Zu den Lebensmitteln, die man zur Vorbeugung von Symptomen des RDS vermeiden sollte, gehören solche, die bekanntermaßen Blähungen verursachen, wie z.B. Bohnen, Hülsenfrüchte, Blumenkohl und Sprossen. Auch Äpfel, Birnen und Trockenfrüchte enthalten viel Fruchtzucker und können RDS-Symptome auslösen.

Auch Milch und Milchprodukte können ein Auslöser sein: Mehr als die Hälfte der erwachsenen Bevölkerung ist laktoseintolerant. Das bedeutet, dass sie keine großen Mengen des Enzyms Laktase produzieren, das Laktose aufspaltet. Dieses wird im Dünndarm nicht absorbiert und es kommt im Dickdarm zu Gärung und Blähungen, was Symptome des RDS auslöst.

Weitere mögliche Auslöser sind Weizen, Zwiebeln, Knoblauch, Pilze, Honig sowie Süßstoffe wie Sorbit.

Lebensmittel, die bei RDS geeigneter sind

Fleisch, Geflügel, Eier und Fisch sind für RDS-Betroffene geeignet. Gleiches gilt für Kiwis, Ananas, Mandarinen, Orangen und Zuckermelone sowie Auberginen, Karotten, Gurken, Kohlrabi, Blattsalate und Kartoffeln. Sie gehören zu den FODMAP-armen Obst- und Gemüsesorten. Weizen, Roggen und Gerste sind Getreide mit hohem FODMAP-Gehalt, die auch Gluten enthalten. Hafer, Hirse, Mais, Quinoa, Buchweizen und Leinsamen hingegen werden bei RDS gut toleriert.

Glutenfreie Ernährung

Glutenfreie Lebensmittel können je nach ihrer Zusammensetzung ebenfalls Low-FODMAP und somit für Personen mit dem RDS geeignet sein. Da dies aber nicht bei allen glutenfreien Produkten der Fall ist, empfehlen wir, auf solche glutenfreien Produkte zurückzugreifen, die zugleich FODMAP-arm zertifiziert sind. Eine Liste der FODMAP-arm zertifizierten Produkte von Schär findest du hier.

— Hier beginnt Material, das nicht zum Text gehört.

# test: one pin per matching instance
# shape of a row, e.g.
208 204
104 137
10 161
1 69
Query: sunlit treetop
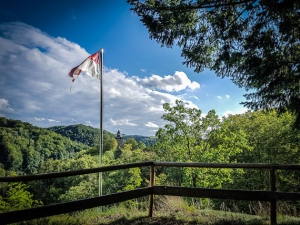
254 42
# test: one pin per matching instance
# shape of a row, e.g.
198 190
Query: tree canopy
254 42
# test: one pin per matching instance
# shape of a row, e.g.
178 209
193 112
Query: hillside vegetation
252 137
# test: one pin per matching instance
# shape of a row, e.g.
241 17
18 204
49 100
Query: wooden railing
270 195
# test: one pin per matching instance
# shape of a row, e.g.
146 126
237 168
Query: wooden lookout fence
270 195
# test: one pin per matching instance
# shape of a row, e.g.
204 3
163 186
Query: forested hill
89 135
146 140
23 147
81 133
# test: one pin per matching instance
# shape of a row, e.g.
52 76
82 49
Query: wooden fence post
152 183
273 213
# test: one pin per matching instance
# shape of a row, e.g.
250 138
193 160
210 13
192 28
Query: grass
168 211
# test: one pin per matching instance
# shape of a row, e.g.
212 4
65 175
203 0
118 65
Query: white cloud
39 119
4 106
122 122
53 121
150 124
178 82
238 111
34 77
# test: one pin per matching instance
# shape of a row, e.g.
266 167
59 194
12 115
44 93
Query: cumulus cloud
238 111
150 124
4 106
34 78
178 82
39 119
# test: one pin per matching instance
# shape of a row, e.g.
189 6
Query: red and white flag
90 66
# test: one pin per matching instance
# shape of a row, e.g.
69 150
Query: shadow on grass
173 221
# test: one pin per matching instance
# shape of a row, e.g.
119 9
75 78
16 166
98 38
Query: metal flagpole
101 120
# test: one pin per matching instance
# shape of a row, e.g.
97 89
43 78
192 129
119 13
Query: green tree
16 198
254 42
189 137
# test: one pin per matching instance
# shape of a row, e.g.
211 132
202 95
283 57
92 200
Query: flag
90 66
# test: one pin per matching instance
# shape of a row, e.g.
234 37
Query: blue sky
41 41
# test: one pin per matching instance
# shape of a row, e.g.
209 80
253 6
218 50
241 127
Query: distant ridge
89 135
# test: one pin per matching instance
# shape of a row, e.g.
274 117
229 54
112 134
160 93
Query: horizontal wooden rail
271 195
56 209
229 165
44 176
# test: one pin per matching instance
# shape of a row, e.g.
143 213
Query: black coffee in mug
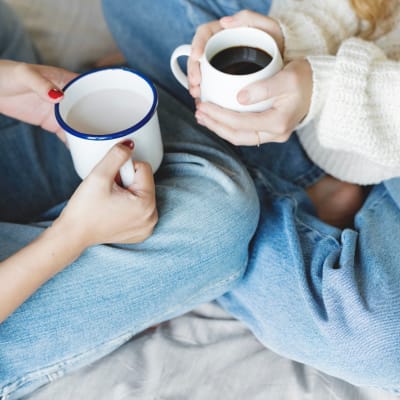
240 60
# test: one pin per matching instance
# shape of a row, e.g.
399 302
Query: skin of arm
100 211
291 89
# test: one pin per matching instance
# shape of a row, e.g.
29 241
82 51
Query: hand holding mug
100 211
232 59
291 90
106 106
204 32
28 93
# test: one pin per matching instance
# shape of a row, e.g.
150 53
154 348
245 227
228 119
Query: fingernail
244 97
55 93
199 118
128 143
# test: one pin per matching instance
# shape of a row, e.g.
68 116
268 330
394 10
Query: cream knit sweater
352 130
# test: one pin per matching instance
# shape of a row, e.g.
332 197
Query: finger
264 89
144 180
236 137
29 77
59 76
255 20
203 33
248 18
271 120
111 163
194 74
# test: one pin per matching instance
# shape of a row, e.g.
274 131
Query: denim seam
55 368
275 194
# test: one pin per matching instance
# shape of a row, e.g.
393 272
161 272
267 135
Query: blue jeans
314 293
208 211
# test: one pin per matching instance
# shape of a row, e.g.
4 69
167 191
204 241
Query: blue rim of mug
117 134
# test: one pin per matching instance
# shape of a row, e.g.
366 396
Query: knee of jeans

Ballaststoffreiche oder -arme Ernährung

Auch eine Erhöhung des Ballaststoffanteils kann ebenfalls sinnvoll sein. Du solltest diese Umstellung jedoch schrittweise angehen und gleichzeitig deine Flüssigkeitszufuhr erhöhen. Gute Ballaststoffquellen sind   z.B. Haferkorn-Ballaststoffe, da sie zur Erhöhung des Stuhlvolumens beitragen.  Sie tragen zu einer normalen Darmfunktion bei. Lebensmittel wie Backwaren mit Haferkornballaststoffen, sollten mindestens 6 g Ballaststoffe pro 100 g oder 3 g Ballaststoffe pro 100 kcal aufweisen.